FIG. 2 illustrates a simplified example of a predicate calculation module 150 adapted in accordance with some example embodiments of the present invention. For the illustrated example the predicate calculation module 150 forms an integral part of an execution module 120, and is arranged to receive as inputs at least one result vector 220 for a predicate function and at least one conditional parameter value(s) 230 therefor, and to output a predicate value 240 from the result vector 220 based at least partly on the received at least one conditional parameter value 230. For the specific example illustrated in FIG. 2, the predicate calculation module 150 is in a form of multiplexing circuitry illustrated generally at 210. The multiplexing circuitry 210 comprises a first set of inputs, illustrated generally at 212, arranged to receive the at least one result vector 220, and a second set of inputs, illustrated generally at 214, arranged to receive the at least one conditional parameter value(s) 230. The multiplexing circuitry 210 further comprises an output, illustrated generally at 216, arranged to output the predicate value 240 from the at least one result vector 220 in accordance with the one or more conditional parameter values 230.

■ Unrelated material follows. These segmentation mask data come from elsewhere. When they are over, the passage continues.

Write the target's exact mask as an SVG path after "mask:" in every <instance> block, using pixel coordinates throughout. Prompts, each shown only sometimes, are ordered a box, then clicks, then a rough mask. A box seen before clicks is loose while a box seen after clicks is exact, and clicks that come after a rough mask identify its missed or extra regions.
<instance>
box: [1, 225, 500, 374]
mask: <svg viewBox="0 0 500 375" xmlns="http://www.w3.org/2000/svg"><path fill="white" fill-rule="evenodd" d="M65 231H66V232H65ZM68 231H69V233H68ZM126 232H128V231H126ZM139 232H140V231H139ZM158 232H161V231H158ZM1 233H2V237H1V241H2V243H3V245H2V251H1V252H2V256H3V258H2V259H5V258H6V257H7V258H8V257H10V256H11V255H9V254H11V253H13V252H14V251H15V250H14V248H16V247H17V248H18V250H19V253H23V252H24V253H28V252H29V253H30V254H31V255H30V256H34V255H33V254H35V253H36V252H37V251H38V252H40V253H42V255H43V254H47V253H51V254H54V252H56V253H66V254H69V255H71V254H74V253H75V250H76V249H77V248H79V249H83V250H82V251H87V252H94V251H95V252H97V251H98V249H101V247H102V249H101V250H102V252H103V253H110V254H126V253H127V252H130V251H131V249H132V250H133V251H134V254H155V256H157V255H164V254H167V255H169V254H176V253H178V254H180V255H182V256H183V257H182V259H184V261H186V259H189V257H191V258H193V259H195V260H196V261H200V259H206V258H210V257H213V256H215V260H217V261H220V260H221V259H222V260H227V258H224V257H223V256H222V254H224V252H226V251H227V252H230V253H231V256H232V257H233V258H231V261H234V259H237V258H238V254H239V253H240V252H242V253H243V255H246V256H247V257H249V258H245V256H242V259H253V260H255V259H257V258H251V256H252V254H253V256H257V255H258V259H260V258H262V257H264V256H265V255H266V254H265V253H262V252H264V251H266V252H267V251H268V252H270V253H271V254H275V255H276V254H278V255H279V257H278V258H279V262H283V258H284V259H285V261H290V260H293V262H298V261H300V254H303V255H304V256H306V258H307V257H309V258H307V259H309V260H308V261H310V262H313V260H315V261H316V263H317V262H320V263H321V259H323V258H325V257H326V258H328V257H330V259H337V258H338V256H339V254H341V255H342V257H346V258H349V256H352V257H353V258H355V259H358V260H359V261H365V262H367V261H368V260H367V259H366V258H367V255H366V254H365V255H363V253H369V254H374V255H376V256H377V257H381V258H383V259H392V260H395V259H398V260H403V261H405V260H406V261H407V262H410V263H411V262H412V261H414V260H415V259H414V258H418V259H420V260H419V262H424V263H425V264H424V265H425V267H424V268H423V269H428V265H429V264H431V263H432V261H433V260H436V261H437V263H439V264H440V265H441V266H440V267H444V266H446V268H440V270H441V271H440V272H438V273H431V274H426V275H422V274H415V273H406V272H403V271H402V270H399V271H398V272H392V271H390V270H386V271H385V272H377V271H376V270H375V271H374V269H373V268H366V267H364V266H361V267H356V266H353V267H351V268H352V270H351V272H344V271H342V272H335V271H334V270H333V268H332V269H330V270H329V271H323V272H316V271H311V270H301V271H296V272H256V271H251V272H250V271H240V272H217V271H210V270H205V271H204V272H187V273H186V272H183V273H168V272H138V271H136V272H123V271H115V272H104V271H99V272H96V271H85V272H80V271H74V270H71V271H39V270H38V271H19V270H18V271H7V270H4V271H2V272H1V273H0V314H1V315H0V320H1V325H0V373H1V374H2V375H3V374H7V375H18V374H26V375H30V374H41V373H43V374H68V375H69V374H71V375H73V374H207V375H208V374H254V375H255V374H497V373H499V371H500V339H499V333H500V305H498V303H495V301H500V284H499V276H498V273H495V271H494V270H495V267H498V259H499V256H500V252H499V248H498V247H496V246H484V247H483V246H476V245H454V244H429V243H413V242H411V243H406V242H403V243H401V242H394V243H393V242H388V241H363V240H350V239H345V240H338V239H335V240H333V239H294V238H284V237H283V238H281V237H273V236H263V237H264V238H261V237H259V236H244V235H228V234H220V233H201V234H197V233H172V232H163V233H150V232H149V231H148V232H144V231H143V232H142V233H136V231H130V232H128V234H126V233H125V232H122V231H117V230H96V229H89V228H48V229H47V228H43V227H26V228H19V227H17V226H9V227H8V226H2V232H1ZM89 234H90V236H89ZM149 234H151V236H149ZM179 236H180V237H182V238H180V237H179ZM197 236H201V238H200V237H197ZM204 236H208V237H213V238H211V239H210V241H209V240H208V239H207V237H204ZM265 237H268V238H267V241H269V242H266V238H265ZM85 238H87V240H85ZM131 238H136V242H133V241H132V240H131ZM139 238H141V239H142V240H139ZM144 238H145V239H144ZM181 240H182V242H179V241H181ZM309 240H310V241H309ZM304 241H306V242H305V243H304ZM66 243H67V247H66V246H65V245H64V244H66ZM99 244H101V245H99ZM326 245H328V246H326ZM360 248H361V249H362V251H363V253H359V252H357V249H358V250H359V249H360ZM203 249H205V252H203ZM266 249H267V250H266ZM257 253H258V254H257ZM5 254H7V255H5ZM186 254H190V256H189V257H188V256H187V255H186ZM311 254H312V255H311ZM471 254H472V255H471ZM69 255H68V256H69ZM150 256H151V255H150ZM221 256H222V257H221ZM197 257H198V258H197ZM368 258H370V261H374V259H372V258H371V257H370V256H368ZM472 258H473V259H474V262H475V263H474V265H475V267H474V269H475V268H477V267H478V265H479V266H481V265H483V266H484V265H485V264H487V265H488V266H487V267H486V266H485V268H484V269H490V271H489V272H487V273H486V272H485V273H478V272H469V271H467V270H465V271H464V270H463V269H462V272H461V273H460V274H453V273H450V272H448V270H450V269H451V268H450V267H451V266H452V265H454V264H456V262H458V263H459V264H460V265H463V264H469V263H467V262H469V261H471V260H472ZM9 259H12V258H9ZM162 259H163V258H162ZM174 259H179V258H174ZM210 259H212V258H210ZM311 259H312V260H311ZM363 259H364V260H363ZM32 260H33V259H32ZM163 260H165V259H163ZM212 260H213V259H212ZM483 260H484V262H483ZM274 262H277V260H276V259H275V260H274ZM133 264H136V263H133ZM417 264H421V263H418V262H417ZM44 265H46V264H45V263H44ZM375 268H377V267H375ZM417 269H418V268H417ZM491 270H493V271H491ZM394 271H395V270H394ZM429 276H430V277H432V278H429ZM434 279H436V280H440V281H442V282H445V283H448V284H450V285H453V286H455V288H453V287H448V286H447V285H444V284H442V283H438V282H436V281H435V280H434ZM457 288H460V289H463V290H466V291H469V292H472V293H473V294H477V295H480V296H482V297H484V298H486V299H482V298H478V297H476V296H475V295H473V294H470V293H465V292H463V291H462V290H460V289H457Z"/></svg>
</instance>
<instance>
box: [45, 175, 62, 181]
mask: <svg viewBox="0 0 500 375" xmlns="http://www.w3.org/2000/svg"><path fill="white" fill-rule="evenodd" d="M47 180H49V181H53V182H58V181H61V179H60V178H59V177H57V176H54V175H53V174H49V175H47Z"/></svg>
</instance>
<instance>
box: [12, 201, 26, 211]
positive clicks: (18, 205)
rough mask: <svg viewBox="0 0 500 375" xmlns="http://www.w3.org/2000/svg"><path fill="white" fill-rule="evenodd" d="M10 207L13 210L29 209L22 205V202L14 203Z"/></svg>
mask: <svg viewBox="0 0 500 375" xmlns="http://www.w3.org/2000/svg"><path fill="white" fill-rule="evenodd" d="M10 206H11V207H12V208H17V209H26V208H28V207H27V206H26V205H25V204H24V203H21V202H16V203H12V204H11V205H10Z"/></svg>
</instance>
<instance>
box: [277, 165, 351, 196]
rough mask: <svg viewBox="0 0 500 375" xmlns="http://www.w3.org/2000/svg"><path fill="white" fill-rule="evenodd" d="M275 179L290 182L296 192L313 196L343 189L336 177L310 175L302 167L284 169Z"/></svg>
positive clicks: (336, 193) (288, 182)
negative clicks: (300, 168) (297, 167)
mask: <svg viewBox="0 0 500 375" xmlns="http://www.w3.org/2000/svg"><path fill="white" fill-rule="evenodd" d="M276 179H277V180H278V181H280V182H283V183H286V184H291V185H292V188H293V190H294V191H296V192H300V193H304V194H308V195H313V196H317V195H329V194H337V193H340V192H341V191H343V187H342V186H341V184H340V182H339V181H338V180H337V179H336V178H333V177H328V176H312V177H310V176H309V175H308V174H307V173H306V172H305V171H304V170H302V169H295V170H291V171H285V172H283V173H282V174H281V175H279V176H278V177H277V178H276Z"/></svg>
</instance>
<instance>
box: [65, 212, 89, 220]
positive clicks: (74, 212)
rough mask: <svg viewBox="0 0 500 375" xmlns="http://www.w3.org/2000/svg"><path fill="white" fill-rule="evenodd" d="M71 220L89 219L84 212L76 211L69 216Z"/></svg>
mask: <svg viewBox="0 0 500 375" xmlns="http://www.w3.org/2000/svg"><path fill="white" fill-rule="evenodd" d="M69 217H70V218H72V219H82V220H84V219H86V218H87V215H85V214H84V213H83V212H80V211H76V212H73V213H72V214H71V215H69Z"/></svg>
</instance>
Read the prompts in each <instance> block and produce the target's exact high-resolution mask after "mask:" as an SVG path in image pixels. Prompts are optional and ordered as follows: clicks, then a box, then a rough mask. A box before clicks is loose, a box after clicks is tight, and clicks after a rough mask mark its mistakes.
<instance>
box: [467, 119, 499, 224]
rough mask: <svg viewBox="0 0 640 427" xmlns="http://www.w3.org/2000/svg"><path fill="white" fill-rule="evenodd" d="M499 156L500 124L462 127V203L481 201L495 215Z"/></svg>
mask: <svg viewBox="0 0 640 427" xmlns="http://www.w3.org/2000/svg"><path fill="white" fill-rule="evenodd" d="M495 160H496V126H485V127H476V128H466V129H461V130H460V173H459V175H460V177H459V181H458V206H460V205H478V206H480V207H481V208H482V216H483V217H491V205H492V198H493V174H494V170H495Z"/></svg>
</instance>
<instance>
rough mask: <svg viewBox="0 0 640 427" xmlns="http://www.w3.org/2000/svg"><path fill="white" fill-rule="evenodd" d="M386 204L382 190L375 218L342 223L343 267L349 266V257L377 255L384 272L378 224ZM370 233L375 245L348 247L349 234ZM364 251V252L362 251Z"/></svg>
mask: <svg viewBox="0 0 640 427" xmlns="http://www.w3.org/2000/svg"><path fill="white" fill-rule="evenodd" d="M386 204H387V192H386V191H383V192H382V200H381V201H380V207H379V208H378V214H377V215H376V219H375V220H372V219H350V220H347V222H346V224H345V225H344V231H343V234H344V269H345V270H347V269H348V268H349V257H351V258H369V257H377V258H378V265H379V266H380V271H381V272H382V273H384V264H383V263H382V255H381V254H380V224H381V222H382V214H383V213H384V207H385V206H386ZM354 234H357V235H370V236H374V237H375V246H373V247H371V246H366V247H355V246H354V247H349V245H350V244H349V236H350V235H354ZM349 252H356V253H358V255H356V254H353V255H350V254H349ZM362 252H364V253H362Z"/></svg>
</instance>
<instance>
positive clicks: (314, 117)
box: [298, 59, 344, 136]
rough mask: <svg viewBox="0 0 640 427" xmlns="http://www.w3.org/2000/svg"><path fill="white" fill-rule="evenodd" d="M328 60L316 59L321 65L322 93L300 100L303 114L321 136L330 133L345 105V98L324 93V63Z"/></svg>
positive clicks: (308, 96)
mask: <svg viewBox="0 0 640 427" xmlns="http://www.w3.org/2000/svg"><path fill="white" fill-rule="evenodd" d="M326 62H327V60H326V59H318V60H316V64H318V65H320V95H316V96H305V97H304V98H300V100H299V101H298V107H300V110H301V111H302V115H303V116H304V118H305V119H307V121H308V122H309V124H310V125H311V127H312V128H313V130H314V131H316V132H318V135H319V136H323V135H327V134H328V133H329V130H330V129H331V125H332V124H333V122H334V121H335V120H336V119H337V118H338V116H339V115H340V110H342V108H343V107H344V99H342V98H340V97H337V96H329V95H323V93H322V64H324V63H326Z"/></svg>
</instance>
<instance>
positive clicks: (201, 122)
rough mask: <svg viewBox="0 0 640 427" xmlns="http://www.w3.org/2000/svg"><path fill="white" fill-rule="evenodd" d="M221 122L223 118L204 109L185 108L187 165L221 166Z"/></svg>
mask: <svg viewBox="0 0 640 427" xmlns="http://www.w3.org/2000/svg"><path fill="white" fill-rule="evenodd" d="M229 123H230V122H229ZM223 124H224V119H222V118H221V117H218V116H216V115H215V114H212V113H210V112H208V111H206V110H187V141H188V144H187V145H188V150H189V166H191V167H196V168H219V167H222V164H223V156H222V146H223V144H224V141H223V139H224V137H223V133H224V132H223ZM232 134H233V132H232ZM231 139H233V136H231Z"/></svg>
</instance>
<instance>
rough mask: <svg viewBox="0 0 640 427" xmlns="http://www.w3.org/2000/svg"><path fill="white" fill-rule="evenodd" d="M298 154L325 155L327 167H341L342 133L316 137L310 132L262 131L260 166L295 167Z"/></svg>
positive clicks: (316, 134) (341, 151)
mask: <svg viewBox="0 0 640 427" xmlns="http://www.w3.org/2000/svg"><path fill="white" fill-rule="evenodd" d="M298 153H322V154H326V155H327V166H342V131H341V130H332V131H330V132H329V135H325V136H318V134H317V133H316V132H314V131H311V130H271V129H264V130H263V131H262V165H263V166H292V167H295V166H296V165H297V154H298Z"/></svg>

Predicates are used to control conditional execution of instructions, and as such their respective conditions are required to be calculated in order for the predicate values to be set. Complex conditions require calculating complex Boolean functions. An example of such a Boolean function may comprise:

(p0 ∥ !((p1 ̂ p2)&& p3))→p4 [1]

where p0, p1, p2 and p3 represent predicate registers containing conditional parameter values within the function, and p4 represents a predicate register into which the result of the function is to be loaded.

Conventionally, such calculations are performed over several cycles. For example, performing such calculations may comprise moving the conditional parameter values from predicate registers to general purpose registers and using one or more execution modules to perform the calculations over several execution cycles, before moving the results back to the predicate registers. Alternatively, the execution modules may comprise a predetermined set of Boolean operations that may be performed directly on the contents of the predicate registers. In either case, the above function is required to be calculated as follows:

XOR p1, p2, p2

AND p2, p3, p2

NOT p2, p2

OR p2, p0, p4

Thus, for such conventional implementations, four execution cycles are required to calculate a result for the above function.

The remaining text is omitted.